Finite difference gradients aren’t ideal because
- They aren’t exact
- On noisy hardware, the gradient can get “lost in the noise” so to speak. Finite difference derivatives rely on evaluating the circuit at \theta_i + h and \theta_i - h, where \theta_i is the parameter of interest and h << 1. We typically need h ~ O(10^{-5}) to get “good” gradients (not exact still!). But, on noisy hardware, shifting a parameter by h and re-evaluating the circuit is risky business! The noise might overrule the value of h, leading to very inaccurate derivatives.
If you’re interested, we have a Youtube video on hardware-compatible differentiation methods 
Hi @isaacdevlugt
thank you very much for answers. The video is indeed very insightful.

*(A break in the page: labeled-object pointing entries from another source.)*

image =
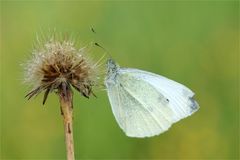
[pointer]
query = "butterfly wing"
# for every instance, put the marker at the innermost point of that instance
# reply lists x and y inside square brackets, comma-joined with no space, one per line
[180,98]
[134,103]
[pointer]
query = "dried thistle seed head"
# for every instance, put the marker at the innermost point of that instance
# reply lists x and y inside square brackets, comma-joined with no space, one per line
[58,63]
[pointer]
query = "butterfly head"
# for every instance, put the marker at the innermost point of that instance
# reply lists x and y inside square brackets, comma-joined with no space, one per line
[112,68]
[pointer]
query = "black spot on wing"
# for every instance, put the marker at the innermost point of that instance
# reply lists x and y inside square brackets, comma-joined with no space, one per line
[193,105]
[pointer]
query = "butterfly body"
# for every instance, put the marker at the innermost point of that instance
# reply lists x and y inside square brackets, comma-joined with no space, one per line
[146,104]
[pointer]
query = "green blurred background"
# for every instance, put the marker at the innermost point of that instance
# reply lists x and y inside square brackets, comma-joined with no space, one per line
[194,43]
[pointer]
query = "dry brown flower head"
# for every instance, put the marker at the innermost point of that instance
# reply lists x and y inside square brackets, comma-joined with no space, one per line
[59,65]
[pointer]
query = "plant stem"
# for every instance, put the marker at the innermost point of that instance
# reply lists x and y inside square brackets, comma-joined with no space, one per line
[65,96]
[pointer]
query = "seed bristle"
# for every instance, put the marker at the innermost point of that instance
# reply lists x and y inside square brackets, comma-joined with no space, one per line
[58,63]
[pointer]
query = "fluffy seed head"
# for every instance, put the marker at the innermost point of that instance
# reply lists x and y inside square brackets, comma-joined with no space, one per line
[58,63]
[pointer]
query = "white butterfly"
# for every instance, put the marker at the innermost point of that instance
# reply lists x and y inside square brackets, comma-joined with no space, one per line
[146,104]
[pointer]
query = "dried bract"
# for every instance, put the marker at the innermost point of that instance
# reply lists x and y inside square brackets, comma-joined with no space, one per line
[58,65]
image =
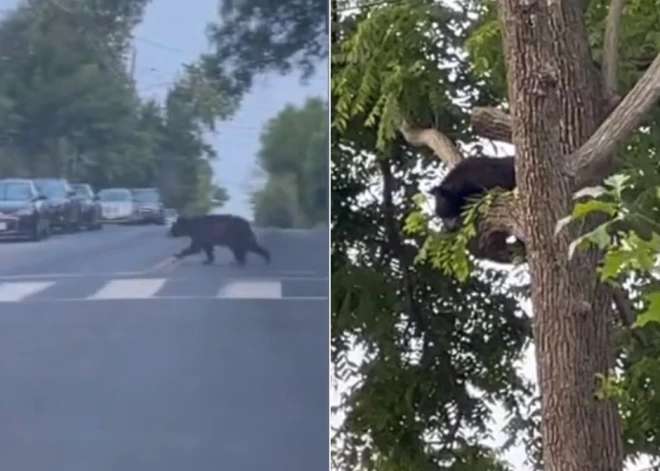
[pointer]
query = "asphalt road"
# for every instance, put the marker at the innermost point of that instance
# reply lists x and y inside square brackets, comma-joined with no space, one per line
[112,358]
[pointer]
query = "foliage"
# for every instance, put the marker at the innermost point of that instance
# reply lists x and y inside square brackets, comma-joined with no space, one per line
[294,156]
[258,36]
[631,242]
[438,352]
[425,63]
[70,109]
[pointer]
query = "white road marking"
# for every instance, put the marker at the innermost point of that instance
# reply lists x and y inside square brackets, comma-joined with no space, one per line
[251,290]
[14,292]
[175,298]
[136,288]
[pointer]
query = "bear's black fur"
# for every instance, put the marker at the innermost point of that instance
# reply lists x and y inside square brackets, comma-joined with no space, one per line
[470,178]
[222,230]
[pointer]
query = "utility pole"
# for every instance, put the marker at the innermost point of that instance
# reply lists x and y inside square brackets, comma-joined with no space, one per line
[131,69]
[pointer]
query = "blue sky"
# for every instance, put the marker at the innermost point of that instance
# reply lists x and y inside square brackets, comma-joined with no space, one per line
[173,33]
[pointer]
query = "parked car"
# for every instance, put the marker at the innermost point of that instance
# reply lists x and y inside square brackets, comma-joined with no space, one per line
[66,210]
[23,210]
[117,205]
[91,206]
[149,205]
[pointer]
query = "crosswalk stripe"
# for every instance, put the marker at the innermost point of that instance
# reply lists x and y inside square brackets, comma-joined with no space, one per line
[132,288]
[14,292]
[252,290]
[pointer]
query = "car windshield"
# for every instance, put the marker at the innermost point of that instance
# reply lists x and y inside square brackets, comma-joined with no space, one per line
[146,196]
[84,191]
[51,188]
[15,191]
[115,195]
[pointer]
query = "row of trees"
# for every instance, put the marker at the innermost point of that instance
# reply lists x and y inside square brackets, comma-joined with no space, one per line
[69,106]
[294,158]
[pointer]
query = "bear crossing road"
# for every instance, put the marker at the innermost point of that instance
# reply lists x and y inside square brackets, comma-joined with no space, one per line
[218,230]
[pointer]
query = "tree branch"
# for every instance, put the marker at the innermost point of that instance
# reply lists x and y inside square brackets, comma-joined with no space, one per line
[501,220]
[618,126]
[611,49]
[440,144]
[492,123]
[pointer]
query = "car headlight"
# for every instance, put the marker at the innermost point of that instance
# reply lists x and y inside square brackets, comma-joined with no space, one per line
[25,212]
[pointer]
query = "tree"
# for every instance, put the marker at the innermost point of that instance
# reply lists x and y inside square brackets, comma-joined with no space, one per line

Unfortunately it looks like my circuit is in fact not suited to determine a gradient suitable for training. Even with a simulator, it does not work, no chance that the real device would produce something useful.
Are you aware if anyone managed to use the X8_01 for a QML application?
I can’t think of anything off the top of my head. But it should be entirely possible!